"Belt and Road" cooperation promotes the development in Iberian Penin
Ahead of President Xi Jinping's visit to Spain and Portugal, some observers in the Iberian Peninsula have spoken of the role of China's Belt and Road Initiative in fostering economic opportunities in the region.
Ricardo Barkala is the head of the Bilbao Port Authority. He spoke highly of the opportunities that the Belt and Road Initiative can provide to boost global economic growth.
A photo shows container ships at Port of Valencia. [Photo:Li Lin]
"In our opinion, it's an economic, huge opportunity for the world. And maybe, for the international trade. If Spain becomes Europe's gateway for Asia, we reach and be part of this channel. And the trade will also thrives between Spain and China."
A year ago, China's COSCO Shipping Ports Limited bought a 51 percent stake in Spain's Noatum Ports group, becoming the operator of container terminals in the ports of Valencia and Bilbao, as well as a railway station in Madrid and one in Zaragaza.
Sun Kai, the managing director of Noatum Ports, said the company is aiming to turn Valencia into a pivotal port in the western Mediterranean, that can focus on serving nearby Belt and Road countries.
"Building a pivotal port in the western Mediterranean is very important. Valencia, and in the future Bilbao, are both good choices. What's more, Spain, as the fifth-largest economy in the European Union, saw its GDP growth rise by over 3 percent in the past three years. What's our shipping for? It's to serve trade. There would be no shipping without trade."
The Belt and Road Initiative has already led to growing cooperation between China and Spain.
One example of this was the opening of the railway that links the city of Yiwu, China's hub for small commodity manufacturing, and Spain's capital Madrid. The railway quickly became an artery for trade across Eurasia.
And further afield, the China Petroleum and Chemical Corporation and Spain United Technologies Corporation joined hands to submit the winning bid for an oil refinery project in Kuwait.

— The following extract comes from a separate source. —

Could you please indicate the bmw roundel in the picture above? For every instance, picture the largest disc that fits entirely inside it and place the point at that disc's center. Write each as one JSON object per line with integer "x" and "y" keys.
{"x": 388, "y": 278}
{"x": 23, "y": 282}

China has also made a push to strengthen its ties to the markets of Spain's neighbor Portugal.
So far, China's investment in Portugal has exceeded nine billion Euros, making it the fifth-largest destination of China's capital investment outflows to Europe.
Looking to the future prospects for trade in the region, Portugal's Foreign Minister Augusto Santos Silva sees potential value in the alignment between the European Union's new Eurasian interconnection plan and the Belt and Road Initiative.
"For the benefit of Portugal, we can increase the value of domestic ports by implementing the Belt and Road Initiative. The Eurasian interconnection will also improve global interconnections. For example, the Silk Road Economic Belt and the 21st-Century Maritime Silk Road meet at the port of Sines in Portugal. It is also the closest European port to the Panama Canal, which connects the Atlantic and Pacific waterways."
Spain and Portugal form the first and last legs of President Xi Jinping's ongoing international trip that will also take him to Panama, and to Argentina, where he will attend this year's G20 Summit in Buenos Aires.